Thrive by IU Health

January 20, 2023

Yoga therapist: ‘Cancer diagnosis can take a patient’s breath away; Yoga can give it back’

Yoga therapist: ‘Cancer diagnosis can take a patient’s breath away; Yoga can give it back’

She’s spent years focusing on therapy that supports personal healing. Now, Katarina Svabcikova is introducing these techniques to patients at IU Health Simon Cancer Center.

By IU Health Senior Journalist, TJ Banes, tfender1@iuhealth.org

She is no stranger to the hospital setting. Katarina Svabcikova supported a mindfulness intervention program to help nurses and physicians manage the stress related to COVID-19.

More recently, she joined IU Health’s Center for Mindful Practice as a Yoga Teacher and a Wellness Consultant focusing on how mindfulness practices help release stress and tension in the body.

When she had an opportunity to join IU Health Simon Cancer Center, she already knew the benefits of yoga as part of holistic healing. Svabcikova starts the New Year with a goal of showing patients the simplicity of breathing and the benefits of following well-crafted mindfulness practices.

Yoga is part of the CompleteLife Program of the Cancer Resource Center at IU Health Simon Cancer Center. Other therapies - including art, massage, and music - are offered as a way of attending to the mind, body, and spirit of patients. Support groups and other resources are also part of the Cancer Resource Center located on the first floor of Simon Cancer Center.
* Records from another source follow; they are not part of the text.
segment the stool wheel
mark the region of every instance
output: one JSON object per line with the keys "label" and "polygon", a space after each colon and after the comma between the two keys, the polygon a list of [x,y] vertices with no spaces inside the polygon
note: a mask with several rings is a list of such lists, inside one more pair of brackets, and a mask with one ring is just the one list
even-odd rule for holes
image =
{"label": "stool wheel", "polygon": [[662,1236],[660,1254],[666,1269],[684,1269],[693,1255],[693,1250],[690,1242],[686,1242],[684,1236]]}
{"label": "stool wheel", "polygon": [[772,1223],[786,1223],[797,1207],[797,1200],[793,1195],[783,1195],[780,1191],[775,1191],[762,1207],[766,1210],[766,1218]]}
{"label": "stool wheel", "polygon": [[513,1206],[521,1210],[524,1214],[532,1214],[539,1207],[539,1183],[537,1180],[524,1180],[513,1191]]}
Katarina Svabcikova doing yoga in the woods

Svabcikova is originally from Slovakia and first came to the United States as part of a Master of Business Administration program. She returned later and has lived here for the past 16 years. She has practiced yoga for the past 10 years. She has been a guest teacher at various trainings, and was a co-leader of 2019 Monumental Yoga.
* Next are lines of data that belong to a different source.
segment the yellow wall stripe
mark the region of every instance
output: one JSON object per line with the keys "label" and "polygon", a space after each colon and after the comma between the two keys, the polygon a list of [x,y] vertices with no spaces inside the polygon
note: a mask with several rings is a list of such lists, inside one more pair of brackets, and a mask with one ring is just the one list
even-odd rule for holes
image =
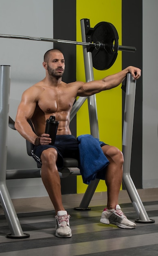
{"label": "yellow wall stripe", "polygon": [[[77,1],[77,40],[81,41],[80,20],[88,18],[91,27],[101,21],[113,24],[118,31],[119,44],[121,45],[121,0],[100,1],[94,0]],[[85,81],[83,49],[77,47],[77,80]],[[121,52],[114,64],[105,71],[94,69],[94,80],[103,78],[120,71],[122,69]],[[102,92],[96,95],[100,140],[122,148],[122,92],[121,86],[115,89]],[[77,114],[77,136],[90,134],[88,112],[86,101]],[[77,177],[77,193],[84,193],[87,185],[83,184],[81,177]],[[96,192],[105,191],[105,182],[100,181]]]}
After experiencing a traumatic event in 2015, Svabcikova says yoga saved her life. “Through my own experience of trauma I have been led to passionately study the topic of healing, trauma, PTSD, vagus nerve regulation, neuroscience, as well as practices to deepen my trust, compassion, forgiveness, and grace as a way of healing myself,” she said.

“I have been fascinated by the healing journey involving the nervous system in general and I became absorbed in how we can combine yoga practice with science-based understanding of the body and mind to regulate the nervous system,” said Svabcikova. She also works with clients at the Indianapolis Trauma Therapy Center.

Teaching and guiding patients, she said is one of the most joyful activities of her life. “Through my teaching I encourage students to be the best versions of the themselves, because everything we need to know is already in us.”

With a focus on oncology patients, Svabcikova meets them where they are - whether they are resting in their bed or sitting in a chair. She gently coaches them through exercises that promote mindfulness. The practice is also beneficial to family members navigating a diagnosis of a loved one.

One family member recently expressed how she felt anxious knowing her loved one was about to be discharged. She worried if she could care for him. She had observed Svabcikova working with her loved one and she too began to practice the technique.

“A cancer diagnosis can take the cancer patient’s breath away and yoga can give it back,” said Svabcikova. “Treatments can be counterintuitive to mindfulness so I want to introduce them to a simple easy-to-follow practice. The breath is available to all of us - even if they are in fight or flight mode or freeze mode. Breath can soften the mind and give them a little reprieve from stress and fear.”